プレイヤーとしてのプロダクトマネージャーの場合、向き合うものは機能・顧客の課題・体験などでした。
一方、ミドルマネジメントの場合、ロードマップの策定プロセス、各チーム間やプロダクト - 事業間の情報連携・プロトコル、パートナーコミュニケーションなど、プロダクトやプロダクト開発を取り巻く周辺領域により目を向ける必要があります。これらを通じてメンバー・チーム、そして最終的にはプロダクトに影響力を及ぼすことが、「プロダクト開発に間接的に関与する」ことだと思っています。

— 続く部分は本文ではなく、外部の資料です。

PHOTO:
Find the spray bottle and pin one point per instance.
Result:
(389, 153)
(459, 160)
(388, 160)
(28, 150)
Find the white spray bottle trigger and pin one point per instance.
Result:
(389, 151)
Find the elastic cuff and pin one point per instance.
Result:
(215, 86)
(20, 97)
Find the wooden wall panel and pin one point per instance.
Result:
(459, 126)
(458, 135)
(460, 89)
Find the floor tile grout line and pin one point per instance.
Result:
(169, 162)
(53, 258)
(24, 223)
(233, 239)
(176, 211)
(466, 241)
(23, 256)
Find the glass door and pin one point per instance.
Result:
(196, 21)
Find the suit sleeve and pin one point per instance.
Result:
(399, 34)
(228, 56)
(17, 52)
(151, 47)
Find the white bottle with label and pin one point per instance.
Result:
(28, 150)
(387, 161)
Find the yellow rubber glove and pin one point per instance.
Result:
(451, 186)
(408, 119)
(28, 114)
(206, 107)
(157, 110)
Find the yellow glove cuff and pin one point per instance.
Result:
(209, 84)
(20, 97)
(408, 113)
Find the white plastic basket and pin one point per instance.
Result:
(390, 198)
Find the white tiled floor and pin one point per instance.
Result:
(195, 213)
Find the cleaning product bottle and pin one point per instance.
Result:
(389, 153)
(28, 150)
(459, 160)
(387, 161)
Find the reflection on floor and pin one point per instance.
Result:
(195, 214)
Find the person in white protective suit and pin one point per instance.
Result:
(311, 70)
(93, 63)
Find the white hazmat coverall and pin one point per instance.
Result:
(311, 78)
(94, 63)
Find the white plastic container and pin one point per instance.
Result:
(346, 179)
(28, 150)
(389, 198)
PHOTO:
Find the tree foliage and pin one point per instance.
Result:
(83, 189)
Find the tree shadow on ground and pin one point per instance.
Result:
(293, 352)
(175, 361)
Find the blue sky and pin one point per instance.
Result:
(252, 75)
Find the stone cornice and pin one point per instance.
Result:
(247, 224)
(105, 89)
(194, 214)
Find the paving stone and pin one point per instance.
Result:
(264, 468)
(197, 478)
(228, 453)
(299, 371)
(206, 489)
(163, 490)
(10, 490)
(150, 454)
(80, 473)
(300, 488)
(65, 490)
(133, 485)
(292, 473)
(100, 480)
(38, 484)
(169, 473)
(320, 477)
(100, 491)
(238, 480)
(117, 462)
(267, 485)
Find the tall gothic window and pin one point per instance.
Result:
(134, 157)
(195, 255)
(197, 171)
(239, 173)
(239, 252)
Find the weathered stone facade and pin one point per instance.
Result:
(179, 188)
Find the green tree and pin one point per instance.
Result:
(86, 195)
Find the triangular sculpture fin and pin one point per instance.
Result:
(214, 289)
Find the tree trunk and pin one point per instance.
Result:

ミドルマネジメントとして2ヶ月が経過したいま感じていること:難しさと面白さ
「プレイヤーとしての直接的な関与」から「ミドルマネジメントとしての間接的な関与」へとプロダクト開発への関わり方が大きく変わってから2ヶ月が経過しました。難しさも面白さも存分に味わっている中で、いま自分が感じていることを書き出してみます。
直接的に関与できない物足りなさ・何かが欠けている感覚
Product Leaders 2023の「世界最大のプロダクトコミュニティから学ぶPMのキャリアと育成」のセッションで、登壇者のEmily Tateさんが話されていた内容にとても共感を覚えました。
プロダクトを作る楽しさ、それが顧客への価値提供に繋がる喜びを存分に知っているだけに、そこから少し遠い場所にいる感覚は否めず。これはプレイヤーからマネージャーへの役割変化において、最初にぶつかる壁のような気がします。
自分がやるべきこと、自分にしかできないことがある
ミドルマネジメントの立場になってみて、この立場・役割でないとできないことがある、そしてそれはより大きなインパクトを実現する上で欠かせないことである、と感じています。前述した「直接的に関与できない物足りなさ・何かが欠けている感覚」がネガティブに働かないのは、この役割・この関わり方が明確に必要だと感じられているからだと思います。
プレイヤーの側面を否定しない・ある切り口ではプレイヤーであり続けて良い
「人を動かし、ことを成す」を意識しすぎるあまり、自分が手を動かす = ミドルマネジメントとして適切に振舞えていないのでは?と迷いが生じる瞬間もありましたが、いまは「どんなミドルマネジメントもある側面ではプレイヤーである」と割り切っています。重要なのは自分がやるべきことを適切に見極めることであり、そうと決めたことには全力で自分が取り組むことが必要です。
終わりに
ミドルマネジメントとしての挑戦はまだ始まったばかりです。うまくいくこともいかないこともあると思いますが、「人を動かし、ことを成す」を実現すべく、日々チャレンジしていきたいと思います。